If your interest lies in baking or cooking, America's Test Kitchen puts out a wealth of tested and reliable recipes. This was my first source of information when I started to get really serious about pastry baking. I highly reccomend both of these books. There is some overlap between the two - if you think baking is your sole interest, then Baking Illustrated would be my suggestion. But Best Recipe has a huge selection of traditional cooking technique and recipes in addition to the baking sections.
America's Test Kitchen is also behind a number of magazines, including Cook's Illustrated as well as Cook's Country. I would suggest checking them out as well - if you prefer an e-solution, thier website offers access to a wide range of recipes as well, for a small subscription price.
This book is as classic as it gets and should be on the shelf of any serious baker. There are a ton of great recipes here as well as good reliable advice regarding technique and equipment. The recipes are very accessable and offers a nice balance of simple recipes with more sophisticated.

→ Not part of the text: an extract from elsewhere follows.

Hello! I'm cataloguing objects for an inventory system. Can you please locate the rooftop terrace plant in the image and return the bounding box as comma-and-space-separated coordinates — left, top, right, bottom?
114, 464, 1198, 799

If your interests aim more towards cake, the equivelant book is also available. As of now, I don't have any content on the website regarding cake so if that is what you are looking for, this book comes highly recommended.
This is actually a textbook so there are a number of class related exercises and discussion topics but the information presented is very helpful. It delves into the science of baking and gives understandable insight into a complex subject.